Abstract:Automated segmentation of cancer on medical images can aid targeted diagnostic and therapeutic procedures. However, its adoption is limited by the high cost of expert annotations required for training and inter-observer variability in datasets. While weakly-supervised methods mitigate some challenges, using binary histology labels for training as opposed to requiring full segmentation, they require large paired datasets of histology and images, which are difficult to curate. Similarly, promptable segmentation aims to allow segmentation with no re-training for new tasks at inference, however, existing models perform poorly on pathological regions, again necessitating large datasets for training. In this work we propose a novel approach for promptable segmentation requiring only 24 fully-segmented images, supplemented by 8 weakly-labelled images, for training.

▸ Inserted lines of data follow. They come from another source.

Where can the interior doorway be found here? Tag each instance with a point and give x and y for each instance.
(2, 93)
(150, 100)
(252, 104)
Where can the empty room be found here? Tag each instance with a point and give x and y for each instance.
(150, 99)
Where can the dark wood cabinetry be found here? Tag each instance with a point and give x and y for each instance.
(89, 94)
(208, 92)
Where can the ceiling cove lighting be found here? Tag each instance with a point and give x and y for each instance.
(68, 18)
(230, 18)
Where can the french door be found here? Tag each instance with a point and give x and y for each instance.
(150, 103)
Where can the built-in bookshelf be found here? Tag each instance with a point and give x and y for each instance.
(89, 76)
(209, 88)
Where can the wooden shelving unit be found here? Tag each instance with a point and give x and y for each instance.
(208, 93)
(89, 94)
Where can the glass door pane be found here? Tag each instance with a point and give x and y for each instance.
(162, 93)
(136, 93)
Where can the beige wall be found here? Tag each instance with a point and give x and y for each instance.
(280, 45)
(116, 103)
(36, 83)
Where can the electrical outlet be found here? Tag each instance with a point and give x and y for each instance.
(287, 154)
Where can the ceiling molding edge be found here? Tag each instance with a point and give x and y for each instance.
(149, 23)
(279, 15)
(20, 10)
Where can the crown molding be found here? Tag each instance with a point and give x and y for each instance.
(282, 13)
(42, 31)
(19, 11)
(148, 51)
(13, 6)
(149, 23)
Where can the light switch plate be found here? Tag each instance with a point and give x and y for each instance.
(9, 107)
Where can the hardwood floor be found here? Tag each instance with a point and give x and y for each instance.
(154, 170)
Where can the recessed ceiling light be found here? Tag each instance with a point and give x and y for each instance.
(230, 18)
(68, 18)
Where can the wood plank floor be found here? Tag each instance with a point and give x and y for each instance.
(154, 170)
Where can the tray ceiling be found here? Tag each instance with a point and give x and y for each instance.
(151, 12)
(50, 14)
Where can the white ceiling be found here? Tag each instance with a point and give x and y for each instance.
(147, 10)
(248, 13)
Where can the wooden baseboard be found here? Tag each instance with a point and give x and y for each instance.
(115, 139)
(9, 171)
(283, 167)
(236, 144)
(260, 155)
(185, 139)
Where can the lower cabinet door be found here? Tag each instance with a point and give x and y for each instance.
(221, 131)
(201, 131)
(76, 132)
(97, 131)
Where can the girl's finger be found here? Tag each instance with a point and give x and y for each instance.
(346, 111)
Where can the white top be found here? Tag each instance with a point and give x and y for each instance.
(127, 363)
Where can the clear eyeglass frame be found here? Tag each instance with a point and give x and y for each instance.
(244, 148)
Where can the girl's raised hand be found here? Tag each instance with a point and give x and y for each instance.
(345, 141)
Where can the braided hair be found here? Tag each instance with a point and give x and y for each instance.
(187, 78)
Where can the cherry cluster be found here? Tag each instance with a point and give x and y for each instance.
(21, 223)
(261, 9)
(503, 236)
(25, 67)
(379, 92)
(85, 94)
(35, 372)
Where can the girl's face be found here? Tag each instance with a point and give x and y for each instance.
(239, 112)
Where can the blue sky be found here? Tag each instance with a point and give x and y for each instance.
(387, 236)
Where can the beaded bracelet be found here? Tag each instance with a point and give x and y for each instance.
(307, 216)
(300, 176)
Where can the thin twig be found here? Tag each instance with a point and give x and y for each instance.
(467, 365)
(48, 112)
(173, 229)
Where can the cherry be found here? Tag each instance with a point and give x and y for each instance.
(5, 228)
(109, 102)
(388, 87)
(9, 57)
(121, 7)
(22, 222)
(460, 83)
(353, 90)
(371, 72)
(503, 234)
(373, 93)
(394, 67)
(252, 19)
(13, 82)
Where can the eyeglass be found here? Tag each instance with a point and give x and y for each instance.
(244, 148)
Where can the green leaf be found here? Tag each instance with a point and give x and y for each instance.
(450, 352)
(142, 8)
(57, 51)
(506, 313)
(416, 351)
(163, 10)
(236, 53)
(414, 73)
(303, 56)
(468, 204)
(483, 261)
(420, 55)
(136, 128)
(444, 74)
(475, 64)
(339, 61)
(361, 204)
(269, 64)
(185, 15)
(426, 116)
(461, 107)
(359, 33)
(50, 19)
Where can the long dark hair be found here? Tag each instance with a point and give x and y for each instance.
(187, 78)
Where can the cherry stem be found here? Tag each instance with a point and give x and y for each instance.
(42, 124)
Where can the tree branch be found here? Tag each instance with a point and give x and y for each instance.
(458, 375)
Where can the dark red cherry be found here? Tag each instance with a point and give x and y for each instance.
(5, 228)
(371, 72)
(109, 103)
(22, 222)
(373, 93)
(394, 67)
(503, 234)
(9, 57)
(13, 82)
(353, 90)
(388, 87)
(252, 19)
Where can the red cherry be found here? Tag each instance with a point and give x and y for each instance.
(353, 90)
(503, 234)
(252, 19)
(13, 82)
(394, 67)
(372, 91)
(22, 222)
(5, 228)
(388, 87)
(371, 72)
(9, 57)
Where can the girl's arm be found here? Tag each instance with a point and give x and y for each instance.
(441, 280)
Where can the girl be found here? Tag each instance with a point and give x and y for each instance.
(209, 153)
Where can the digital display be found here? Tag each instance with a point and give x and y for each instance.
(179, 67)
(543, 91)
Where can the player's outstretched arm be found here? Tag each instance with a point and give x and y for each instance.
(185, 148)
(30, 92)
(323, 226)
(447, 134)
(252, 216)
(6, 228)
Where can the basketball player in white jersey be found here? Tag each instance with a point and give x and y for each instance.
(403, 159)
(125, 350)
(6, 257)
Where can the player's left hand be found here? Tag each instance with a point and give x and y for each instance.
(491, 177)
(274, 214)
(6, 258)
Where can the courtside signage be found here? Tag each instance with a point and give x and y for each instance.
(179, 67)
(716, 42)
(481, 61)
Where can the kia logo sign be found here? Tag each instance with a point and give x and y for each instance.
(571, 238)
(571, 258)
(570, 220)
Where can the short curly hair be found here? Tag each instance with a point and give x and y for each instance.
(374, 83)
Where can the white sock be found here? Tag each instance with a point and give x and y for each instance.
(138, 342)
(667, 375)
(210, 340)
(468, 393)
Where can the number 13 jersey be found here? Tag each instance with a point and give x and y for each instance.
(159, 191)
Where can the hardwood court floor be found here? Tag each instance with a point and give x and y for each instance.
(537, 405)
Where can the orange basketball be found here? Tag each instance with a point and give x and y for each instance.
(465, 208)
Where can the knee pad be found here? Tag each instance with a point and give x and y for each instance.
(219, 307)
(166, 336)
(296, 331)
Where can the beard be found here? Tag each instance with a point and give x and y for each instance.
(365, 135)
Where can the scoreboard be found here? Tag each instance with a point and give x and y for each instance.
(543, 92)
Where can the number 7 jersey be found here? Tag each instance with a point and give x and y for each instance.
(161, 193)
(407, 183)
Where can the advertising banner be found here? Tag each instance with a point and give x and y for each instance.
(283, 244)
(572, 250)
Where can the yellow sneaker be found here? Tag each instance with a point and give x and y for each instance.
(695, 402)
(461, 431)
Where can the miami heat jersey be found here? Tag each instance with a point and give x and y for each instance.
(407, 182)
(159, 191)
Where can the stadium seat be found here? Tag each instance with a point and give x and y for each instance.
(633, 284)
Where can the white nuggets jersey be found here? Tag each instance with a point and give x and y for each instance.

Curating this minimal data to a high standard is relatively feasible and thus issues with the cost and variability of obtaining labels can be mitigated. By leveraging two classifiers, one weakly-supervised and one fully-supervised, our method refines segmentation through a guided search process initiated by a single-point prompt. Our approach outperforms existing promptable segmentation methods, and performs comparably with fully-supervised methods, for the task of prostate cancer segmentation, while using substantially less annotated data (up to 100X less). This enables promptable segmentation with very minimal labelled data, such that the labels can be curated to a very high standard.